Teachers and creative educators are warmly invited to join us for a viewing of our autumn season exhibitions. Suitable for teachers and educators across all age groups as a social and inspiring moment to come together.

This Autumn, Whitechapel Gallery presents two exhibitions especially conceived to be in dialogue with each other. Lygia Clark: The I and the You and Sonia Boyce: An Awkward Relation explore pivotal moments in the artists’ careers, where each began experimenting with participatory practices.

Although separated by time and geography, and working in different cultural and socio-political contexts, the artists share a deep interest in addressing and shifting the relationship between artist, artwork and audiences, often inviting direct engagement with their works, including touch, manipulation, even inhabitation.

After we have spent time with the exhibitions, there will be a chance to join us in our Creative Studio for drinks and an opportunity to further explore ideas with guest artist Ta’wa.

About Ta'wa

Ta’wa is an artist and cultural worker whose practice is deeply rooted in conviviality, radical pedagogies, and reflexive ethics. They work to consolidate alliances based on mutuality to weave collective liberation through methods that challenge the rigid forms and hierarchies established by colonialism and neoliberalism.

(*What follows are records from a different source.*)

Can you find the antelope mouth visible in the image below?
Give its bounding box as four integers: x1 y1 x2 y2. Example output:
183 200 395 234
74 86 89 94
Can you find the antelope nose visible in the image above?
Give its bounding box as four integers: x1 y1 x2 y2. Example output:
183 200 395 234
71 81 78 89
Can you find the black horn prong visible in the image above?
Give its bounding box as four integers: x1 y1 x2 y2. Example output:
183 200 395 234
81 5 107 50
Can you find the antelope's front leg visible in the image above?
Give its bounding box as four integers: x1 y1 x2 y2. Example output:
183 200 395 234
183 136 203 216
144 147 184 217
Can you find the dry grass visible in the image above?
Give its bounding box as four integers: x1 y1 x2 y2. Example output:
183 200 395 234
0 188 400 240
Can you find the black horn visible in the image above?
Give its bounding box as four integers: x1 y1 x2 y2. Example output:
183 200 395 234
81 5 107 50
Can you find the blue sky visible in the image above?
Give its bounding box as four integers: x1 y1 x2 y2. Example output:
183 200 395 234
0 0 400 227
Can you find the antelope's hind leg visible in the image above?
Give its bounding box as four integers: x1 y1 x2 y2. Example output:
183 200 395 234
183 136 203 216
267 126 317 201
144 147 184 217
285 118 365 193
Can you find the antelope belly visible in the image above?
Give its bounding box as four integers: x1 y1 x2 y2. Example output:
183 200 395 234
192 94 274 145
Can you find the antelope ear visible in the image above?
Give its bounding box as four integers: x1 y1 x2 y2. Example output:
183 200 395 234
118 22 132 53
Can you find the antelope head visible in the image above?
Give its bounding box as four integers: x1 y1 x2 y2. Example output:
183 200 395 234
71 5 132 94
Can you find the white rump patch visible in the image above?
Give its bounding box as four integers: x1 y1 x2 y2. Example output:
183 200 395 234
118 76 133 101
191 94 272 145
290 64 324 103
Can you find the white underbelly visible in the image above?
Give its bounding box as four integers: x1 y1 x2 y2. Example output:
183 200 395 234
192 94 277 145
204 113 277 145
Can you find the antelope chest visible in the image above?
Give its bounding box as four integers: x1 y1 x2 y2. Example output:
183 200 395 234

Since 2011, they have been researching Lygia Clark’s “Structuring of the Self,” approaching this proposition as a form of social practice, in regards to how it can contribute to re-membering our bodies-territory and to creating abolition geographies.

Collective propositions that unfolded from their practice have been featured in institutional frameworks such as Gasworks in London, Haus der Kulturen der Welt (HKW) in Berlin, Museu de Arte do Rio (MAR) in Rio de Janeiro, and Instituto Moreira Salles (IMS) in São Paulo.